The Role of Eukaryotic ABC-Transporters in Eliciting Neutrophil infiltration during Streptococcus pneumoniae infection

Abstract

Streptococcus pneumoniae (S. pneumoniae) is a Gram-positive, encapsulated bacterium capable of causing significant morbidity and mortality throughout the world. A hallmark of S. pneumoniae infection is infiltration of neutrophils (PMNs) that assist in controlling the spread infection but may also contribute to pathology. Paradoxically, studies have shown that limiting PMN infiltration into the lumen of the lung during infection actually betters clinical outcome in experimental S. pneumoniae infection. The final step in PMN luminal trafficking is a Hepoxilin A3 (HXA3)-dependent migration across the pulmonary epithelium. HXA3 is a PMN chemoattractant that forms gradients along the polarized epithelial face, drawing PMNs from the basolateral to the apical surface during proinflammatory responses. HXA3 requires assistance of an integral- membrane protein transporter to escape the cell and form the gradient. The pulmonary HXA3 transporter is currently unidentified.
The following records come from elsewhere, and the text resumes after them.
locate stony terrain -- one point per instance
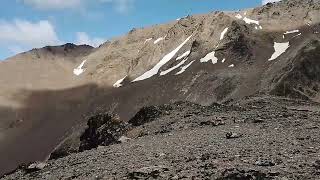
(257, 138)
(48, 94)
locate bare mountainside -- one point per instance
(48, 94)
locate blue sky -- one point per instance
(27, 24)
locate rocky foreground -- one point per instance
(255, 138)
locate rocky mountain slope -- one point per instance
(48, 94)
(257, 138)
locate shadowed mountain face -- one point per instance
(47, 95)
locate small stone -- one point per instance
(124, 139)
(258, 120)
(213, 123)
(264, 163)
(148, 172)
(36, 166)
(233, 135)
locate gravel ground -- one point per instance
(257, 138)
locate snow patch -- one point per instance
(158, 40)
(162, 62)
(279, 49)
(211, 56)
(173, 68)
(118, 83)
(147, 40)
(250, 21)
(223, 33)
(291, 32)
(297, 35)
(77, 71)
(184, 55)
(238, 16)
(184, 68)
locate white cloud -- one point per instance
(83, 38)
(121, 6)
(20, 34)
(53, 4)
(267, 1)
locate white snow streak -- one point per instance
(290, 32)
(209, 57)
(184, 68)
(162, 62)
(147, 40)
(250, 21)
(223, 33)
(118, 83)
(238, 16)
(184, 55)
(158, 40)
(173, 68)
(279, 48)
(77, 71)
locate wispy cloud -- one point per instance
(27, 33)
(83, 38)
(268, 1)
(20, 35)
(121, 6)
(53, 4)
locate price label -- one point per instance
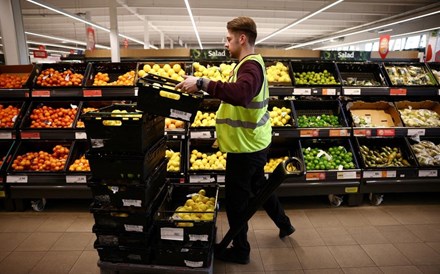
(197, 237)
(362, 132)
(315, 176)
(16, 179)
(200, 134)
(41, 93)
(30, 135)
(171, 233)
(428, 173)
(92, 93)
(398, 91)
(302, 91)
(416, 132)
(130, 202)
(72, 179)
(352, 91)
(201, 179)
(80, 135)
(352, 189)
(346, 175)
(328, 91)
(386, 132)
(133, 228)
(193, 264)
(220, 178)
(308, 133)
(338, 133)
(5, 135)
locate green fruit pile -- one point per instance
(315, 78)
(318, 121)
(336, 157)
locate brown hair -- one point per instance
(244, 25)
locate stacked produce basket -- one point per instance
(127, 159)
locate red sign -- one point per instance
(40, 54)
(90, 38)
(384, 42)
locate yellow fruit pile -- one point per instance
(198, 208)
(216, 73)
(165, 70)
(279, 117)
(203, 161)
(278, 73)
(204, 119)
(173, 160)
(102, 79)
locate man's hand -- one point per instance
(189, 85)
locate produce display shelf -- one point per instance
(14, 93)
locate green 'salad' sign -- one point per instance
(346, 55)
(209, 54)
In this work, we identify the pulmonary HXA3 transporter as the ATP-Binding Cassette Transporter (ABC transporter) Multi-drug Resistance Associated Protein 2 (ABCC2, MRP2). We demonstrate that MRP1 and MRP2 are divergent ABC- transporters that control transepithelial PMN migration through efflux of a distinct anti-inflammatory substance and the pro-inflammatory HXA3 in the context of Streptococcus pneumoniae infection. Enrichment of MRP2 on the plasma membrane requires detection of the bacterial virulence factors pneumolysin (PLY) and hydrogen peroxide. PLY and hydrogen peroxide not only coordinate MRP2 apical membrane enrichment but also influence HXA3-dependent PMN transepithelial migration. They influence migration through stimulation of epithelial intracellular calcium increases that are crucial for HXA3 production as well as MRP2 translocation to the plasma membrane. PLY and hydrogen peroxide are not sufficient in their signaling alone, however, and require at least one additional bacterial signal to induce HXA3/MRP2 proinflammatory activities.